Fitting 3 folds for each of 27 candidates, totalling 81 fits
🚀 Best XGBoost from Grid Search
F1 Score: 0.1171
Treshold: 0.0219
Meets threshold: True


# 4. Question!

**❓ Q: Please explain how KNN and decision trees can be extended to multi-label classification problems.**

✅ A: KNN and Decision Trees can both be extended to multi-label classification by treating each label as a separate binary classification task. For KNN, this can be done using the Binary Relevance method, where the algorithm predicts each label independently. This approach treats each label as a binary classification problem, and for each label, KNN makes a prediction based on the majority class of the nearest neighbors. Alternatively, Classifier Chains can be used in decision trees, where the output of each classifier is passed as input to the next, allowing the model to capture dependencies between labels. This method works by creating a sequence of classifiers where each classifier predicts one label based on the predictions of previous classifiers.

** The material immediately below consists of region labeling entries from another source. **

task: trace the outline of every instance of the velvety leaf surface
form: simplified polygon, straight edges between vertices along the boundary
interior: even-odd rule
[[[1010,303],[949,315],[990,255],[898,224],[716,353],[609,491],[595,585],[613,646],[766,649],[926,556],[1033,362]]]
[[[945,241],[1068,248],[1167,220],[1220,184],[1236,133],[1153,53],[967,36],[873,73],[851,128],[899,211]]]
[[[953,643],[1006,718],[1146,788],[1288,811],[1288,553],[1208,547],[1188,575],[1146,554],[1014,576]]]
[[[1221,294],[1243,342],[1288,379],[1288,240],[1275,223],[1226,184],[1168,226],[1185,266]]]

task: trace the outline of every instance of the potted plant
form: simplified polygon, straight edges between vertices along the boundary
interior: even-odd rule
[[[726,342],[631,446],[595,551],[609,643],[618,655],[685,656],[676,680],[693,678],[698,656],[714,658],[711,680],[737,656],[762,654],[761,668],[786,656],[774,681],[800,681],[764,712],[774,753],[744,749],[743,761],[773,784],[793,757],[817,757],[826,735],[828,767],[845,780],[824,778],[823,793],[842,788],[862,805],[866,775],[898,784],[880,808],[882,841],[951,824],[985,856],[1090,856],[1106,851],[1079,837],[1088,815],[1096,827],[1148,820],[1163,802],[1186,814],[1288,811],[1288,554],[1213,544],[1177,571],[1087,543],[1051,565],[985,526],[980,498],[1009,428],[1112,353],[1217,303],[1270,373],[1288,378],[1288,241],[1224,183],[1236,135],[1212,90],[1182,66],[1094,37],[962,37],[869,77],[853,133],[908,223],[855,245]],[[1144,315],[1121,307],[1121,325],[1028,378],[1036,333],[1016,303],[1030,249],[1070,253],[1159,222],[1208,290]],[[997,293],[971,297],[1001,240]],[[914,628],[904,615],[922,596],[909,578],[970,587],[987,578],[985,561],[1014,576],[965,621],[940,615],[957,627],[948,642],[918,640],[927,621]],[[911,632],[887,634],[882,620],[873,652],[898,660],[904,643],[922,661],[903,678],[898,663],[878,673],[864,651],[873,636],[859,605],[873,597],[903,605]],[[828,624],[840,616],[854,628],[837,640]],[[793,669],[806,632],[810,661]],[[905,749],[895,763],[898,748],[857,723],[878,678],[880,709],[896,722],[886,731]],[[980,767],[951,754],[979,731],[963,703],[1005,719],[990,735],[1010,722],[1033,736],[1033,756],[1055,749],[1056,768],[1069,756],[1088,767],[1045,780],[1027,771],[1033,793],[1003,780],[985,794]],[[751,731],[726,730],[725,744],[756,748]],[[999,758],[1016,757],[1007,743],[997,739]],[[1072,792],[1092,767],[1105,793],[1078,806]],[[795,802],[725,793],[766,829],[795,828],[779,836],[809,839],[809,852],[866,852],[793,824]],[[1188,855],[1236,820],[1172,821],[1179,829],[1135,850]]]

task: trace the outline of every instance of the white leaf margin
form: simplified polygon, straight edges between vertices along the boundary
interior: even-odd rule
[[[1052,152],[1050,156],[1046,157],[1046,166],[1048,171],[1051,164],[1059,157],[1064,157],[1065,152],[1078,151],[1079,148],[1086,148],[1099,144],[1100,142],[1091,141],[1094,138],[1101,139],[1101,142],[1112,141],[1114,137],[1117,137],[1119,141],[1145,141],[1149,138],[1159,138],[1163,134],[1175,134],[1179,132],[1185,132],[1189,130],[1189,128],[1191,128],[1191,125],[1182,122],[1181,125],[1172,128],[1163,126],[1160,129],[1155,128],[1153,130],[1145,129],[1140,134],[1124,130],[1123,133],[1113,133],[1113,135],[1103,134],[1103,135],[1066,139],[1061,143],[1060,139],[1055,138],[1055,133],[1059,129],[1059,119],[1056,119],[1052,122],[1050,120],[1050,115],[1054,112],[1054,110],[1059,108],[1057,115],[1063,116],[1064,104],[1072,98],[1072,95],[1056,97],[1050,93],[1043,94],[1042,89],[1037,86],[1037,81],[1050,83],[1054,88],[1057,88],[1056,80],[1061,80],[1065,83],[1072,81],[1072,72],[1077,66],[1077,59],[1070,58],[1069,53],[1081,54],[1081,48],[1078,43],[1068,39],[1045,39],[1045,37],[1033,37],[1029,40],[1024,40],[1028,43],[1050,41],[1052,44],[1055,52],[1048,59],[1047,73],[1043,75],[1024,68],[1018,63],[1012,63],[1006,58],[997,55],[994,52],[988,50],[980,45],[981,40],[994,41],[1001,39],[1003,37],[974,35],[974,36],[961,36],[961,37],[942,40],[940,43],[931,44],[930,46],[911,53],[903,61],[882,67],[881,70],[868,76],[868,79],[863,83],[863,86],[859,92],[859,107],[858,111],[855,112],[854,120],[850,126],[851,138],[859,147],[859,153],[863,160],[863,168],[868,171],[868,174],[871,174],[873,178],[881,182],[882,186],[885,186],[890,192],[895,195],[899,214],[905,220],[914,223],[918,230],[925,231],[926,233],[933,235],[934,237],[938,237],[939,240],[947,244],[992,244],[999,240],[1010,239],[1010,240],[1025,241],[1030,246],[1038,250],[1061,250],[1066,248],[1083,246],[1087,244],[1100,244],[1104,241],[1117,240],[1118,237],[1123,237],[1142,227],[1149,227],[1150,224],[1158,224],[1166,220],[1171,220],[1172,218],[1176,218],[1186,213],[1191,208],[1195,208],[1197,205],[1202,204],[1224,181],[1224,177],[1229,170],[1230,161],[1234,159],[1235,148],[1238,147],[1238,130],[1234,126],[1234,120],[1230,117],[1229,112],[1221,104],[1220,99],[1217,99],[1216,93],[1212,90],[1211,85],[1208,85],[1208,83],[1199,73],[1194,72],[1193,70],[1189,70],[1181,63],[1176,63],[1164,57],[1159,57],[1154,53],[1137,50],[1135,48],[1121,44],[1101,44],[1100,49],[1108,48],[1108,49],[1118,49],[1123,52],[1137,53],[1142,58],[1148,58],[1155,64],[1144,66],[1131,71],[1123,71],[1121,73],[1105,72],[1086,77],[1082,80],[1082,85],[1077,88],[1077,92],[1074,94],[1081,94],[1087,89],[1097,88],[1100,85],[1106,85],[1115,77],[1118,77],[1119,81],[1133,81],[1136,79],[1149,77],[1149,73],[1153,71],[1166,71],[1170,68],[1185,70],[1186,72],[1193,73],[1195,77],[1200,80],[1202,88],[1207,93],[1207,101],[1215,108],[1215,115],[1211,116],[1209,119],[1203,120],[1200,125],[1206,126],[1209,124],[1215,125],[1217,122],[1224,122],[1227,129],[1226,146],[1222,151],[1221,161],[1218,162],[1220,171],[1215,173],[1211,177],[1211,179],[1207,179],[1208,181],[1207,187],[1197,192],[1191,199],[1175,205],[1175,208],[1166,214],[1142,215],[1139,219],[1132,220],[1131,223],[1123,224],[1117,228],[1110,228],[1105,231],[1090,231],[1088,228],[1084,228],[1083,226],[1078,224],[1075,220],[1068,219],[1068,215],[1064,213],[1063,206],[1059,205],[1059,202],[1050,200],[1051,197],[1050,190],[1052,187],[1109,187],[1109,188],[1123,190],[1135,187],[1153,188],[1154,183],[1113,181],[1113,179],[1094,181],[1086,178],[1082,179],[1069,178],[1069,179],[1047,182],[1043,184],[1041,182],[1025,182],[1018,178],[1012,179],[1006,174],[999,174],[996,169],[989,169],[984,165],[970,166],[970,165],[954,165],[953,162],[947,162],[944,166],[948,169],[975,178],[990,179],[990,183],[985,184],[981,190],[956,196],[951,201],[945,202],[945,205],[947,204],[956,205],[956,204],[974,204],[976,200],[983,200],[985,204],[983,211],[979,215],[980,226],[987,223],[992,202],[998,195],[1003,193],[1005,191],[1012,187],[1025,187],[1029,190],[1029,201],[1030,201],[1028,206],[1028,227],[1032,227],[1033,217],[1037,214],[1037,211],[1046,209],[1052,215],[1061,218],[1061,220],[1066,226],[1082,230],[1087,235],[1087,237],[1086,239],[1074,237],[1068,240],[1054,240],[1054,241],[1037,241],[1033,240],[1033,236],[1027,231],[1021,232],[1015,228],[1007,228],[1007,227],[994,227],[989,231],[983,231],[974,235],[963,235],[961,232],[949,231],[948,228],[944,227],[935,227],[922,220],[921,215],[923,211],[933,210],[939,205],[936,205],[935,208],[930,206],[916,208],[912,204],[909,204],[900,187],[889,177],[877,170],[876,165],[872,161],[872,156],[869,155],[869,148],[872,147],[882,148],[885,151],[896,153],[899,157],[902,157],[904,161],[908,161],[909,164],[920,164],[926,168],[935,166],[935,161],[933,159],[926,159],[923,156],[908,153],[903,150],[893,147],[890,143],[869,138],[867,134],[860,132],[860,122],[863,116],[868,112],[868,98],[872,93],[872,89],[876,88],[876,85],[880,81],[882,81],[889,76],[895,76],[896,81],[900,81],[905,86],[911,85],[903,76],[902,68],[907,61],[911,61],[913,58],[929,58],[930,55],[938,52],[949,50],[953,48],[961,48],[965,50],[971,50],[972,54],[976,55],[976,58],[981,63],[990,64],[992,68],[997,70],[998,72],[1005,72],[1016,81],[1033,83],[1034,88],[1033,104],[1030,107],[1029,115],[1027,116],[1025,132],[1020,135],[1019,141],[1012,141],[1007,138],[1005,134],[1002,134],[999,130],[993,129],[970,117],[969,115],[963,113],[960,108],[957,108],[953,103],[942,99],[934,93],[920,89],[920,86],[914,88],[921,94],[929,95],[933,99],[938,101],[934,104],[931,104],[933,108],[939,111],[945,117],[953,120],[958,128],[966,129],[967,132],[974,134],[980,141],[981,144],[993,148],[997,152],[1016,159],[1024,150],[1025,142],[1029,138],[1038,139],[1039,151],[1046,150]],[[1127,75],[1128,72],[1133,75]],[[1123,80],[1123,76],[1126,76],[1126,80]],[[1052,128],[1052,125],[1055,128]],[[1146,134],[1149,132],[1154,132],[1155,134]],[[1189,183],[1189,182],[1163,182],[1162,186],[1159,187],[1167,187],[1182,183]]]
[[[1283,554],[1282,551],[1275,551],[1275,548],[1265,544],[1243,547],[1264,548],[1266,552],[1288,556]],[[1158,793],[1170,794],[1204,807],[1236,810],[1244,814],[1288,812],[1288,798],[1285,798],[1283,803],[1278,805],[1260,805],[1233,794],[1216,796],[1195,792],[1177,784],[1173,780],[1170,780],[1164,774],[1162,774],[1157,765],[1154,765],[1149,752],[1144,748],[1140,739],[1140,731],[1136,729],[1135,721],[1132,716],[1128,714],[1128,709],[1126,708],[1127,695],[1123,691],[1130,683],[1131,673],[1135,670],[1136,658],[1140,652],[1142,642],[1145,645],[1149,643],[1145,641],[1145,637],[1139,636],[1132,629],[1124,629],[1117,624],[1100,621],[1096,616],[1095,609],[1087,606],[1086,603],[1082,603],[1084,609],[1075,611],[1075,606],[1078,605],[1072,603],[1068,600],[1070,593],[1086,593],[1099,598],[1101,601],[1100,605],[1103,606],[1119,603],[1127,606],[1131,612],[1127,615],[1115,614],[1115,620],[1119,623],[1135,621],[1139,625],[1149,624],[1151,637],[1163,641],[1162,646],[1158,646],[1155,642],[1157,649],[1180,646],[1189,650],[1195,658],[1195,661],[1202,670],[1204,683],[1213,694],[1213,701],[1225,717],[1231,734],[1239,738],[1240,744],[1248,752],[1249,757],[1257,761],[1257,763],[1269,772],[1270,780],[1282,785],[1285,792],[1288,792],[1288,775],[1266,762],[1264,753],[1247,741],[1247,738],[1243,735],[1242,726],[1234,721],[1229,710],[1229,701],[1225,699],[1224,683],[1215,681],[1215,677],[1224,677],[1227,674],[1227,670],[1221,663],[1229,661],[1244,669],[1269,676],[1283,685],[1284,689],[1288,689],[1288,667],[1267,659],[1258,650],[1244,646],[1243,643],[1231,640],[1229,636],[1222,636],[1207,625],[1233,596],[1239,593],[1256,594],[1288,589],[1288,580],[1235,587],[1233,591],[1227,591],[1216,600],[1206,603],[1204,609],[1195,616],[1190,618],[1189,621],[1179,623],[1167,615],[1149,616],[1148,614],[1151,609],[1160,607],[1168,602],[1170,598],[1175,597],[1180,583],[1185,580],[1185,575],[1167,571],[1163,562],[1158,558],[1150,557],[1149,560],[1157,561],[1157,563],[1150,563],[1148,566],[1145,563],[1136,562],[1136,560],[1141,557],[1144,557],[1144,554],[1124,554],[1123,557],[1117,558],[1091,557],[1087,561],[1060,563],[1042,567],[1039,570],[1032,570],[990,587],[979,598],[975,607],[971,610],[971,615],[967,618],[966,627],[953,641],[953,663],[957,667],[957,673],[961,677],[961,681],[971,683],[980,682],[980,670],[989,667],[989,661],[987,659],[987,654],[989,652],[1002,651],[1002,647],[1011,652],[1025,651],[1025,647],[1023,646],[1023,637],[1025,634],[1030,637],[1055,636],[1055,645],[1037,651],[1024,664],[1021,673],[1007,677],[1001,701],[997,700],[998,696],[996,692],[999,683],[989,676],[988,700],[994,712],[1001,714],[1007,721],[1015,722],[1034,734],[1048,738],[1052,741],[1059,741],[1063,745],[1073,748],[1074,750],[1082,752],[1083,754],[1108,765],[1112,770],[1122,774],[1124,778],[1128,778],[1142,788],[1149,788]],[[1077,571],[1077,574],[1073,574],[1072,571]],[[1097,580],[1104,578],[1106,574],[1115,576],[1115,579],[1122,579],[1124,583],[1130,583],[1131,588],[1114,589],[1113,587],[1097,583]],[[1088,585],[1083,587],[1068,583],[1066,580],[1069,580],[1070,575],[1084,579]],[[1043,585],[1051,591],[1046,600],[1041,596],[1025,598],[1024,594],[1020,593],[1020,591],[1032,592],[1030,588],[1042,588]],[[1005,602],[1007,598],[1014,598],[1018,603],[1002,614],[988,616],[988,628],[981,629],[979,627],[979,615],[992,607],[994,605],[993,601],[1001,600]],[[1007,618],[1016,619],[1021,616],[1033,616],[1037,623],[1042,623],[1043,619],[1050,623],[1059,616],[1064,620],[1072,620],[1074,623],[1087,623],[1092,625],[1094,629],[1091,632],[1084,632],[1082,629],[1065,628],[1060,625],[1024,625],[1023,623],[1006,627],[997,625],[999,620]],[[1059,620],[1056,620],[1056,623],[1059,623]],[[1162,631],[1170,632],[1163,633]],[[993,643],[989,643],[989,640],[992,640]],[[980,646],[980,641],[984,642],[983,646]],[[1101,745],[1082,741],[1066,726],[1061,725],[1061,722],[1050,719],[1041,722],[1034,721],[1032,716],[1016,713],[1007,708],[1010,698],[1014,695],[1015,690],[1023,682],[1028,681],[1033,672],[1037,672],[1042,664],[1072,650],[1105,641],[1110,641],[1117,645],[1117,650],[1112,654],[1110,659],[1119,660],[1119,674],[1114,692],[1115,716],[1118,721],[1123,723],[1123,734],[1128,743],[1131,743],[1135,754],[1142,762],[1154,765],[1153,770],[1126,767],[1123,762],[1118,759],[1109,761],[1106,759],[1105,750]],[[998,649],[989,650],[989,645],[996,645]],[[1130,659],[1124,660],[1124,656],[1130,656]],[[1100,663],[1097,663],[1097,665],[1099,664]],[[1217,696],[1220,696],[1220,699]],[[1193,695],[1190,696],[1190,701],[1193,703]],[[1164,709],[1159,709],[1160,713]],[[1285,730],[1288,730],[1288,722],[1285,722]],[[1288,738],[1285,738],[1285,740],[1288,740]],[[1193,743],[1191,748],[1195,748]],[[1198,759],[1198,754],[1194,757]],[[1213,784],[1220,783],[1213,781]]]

For Decision Trees, Binary Relevance can also be applied, where a separate tree is trained for each label. Another approach is multi-output decision trees, which allows the tree to predict multiple labels at once. However, to handle label dependencies, Classifier Chains are commonly used. This approach creates a chain of decision trees where the predictions from one tree are passed as features to the next tree, capturing the relationships between labels. Both methods enable decision trees to adapt to multi-label classification, with the classifier chains approach offering a more robust model by utilizing label correlations.